As the crisis of Vietnamese capitalism intensifies, along with rising tension within the Vietnamese Communist Party (VCP), land disputes will become a focal point for the class struggle in the coming epoch. Only a socialist revolution led by the working class in alliance with the peasantry can win a land programme that can genuinely satisfy the needs of the poor in the countryside.
Violent clashes in Vietnam over land disputes
However, this isn’t a recent issue, with notable instances of clashes over land in past decades including the Thai Binh Incident in 1987-1997, the Ethnic Thuong Uprising in 2001, and a skirmish in Doan Van Vuong in 2009. In Van Giang in April 2012, a protest waged by 1,000 families was brutally suppressed by the authorities as their rice fields were confiscated to make way for an $8 billion dollar EcoPark development.

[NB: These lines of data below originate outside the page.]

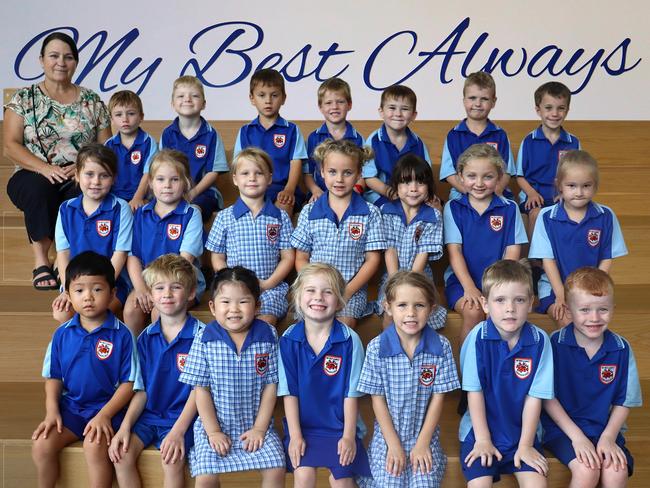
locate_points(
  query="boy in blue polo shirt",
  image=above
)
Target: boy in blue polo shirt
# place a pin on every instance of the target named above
(596, 383)
(334, 102)
(278, 137)
(133, 147)
(479, 98)
(507, 369)
(163, 409)
(191, 134)
(90, 367)
(541, 150)
(391, 141)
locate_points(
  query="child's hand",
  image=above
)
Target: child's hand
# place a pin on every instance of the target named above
(220, 442)
(172, 448)
(395, 459)
(50, 422)
(99, 425)
(119, 445)
(252, 439)
(532, 457)
(611, 453)
(297, 446)
(483, 450)
(347, 450)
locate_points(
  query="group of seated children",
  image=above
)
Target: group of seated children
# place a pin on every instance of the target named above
(364, 200)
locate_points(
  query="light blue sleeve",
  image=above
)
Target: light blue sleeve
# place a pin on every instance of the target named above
(125, 233)
(192, 242)
(540, 244)
(450, 229)
(542, 384)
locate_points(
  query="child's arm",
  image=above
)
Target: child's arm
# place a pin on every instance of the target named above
(219, 441)
(53, 388)
(253, 439)
(100, 424)
(421, 457)
(525, 451)
(583, 447)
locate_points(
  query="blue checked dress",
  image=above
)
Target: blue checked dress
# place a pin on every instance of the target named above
(236, 382)
(407, 387)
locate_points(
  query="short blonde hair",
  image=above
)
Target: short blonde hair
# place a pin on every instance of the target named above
(507, 271)
(331, 274)
(258, 156)
(481, 151)
(170, 267)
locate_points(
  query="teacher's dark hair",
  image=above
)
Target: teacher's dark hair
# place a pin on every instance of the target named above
(60, 36)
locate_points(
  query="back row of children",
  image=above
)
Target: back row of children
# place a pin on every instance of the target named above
(231, 370)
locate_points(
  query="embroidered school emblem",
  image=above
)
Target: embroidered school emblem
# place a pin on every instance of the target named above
(136, 157)
(331, 365)
(593, 237)
(174, 231)
(356, 230)
(103, 349)
(496, 222)
(523, 367)
(607, 373)
(427, 374)
(103, 227)
(261, 363)
(180, 361)
(272, 232)
(279, 140)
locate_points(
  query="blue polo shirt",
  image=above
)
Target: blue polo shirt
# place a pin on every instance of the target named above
(460, 138)
(162, 363)
(484, 238)
(321, 382)
(282, 141)
(91, 365)
(131, 162)
(538, 159)
(320, 135)
(587, 388)
(505, 377)
(107, 230)
(386, 156)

There has been a clear uptick of such incidents in recent years. In 2017, in My Duc, a suburb of Hanoi, residents took 20 cops and local officials hostage and threatened to set them on fire if authorities broke into the building where they were being held. In 2019, hundreds of households were forcibly evicted after a 20-year land dispute in a suburb of Ho Chi Minh City, despite living in those homes for generations.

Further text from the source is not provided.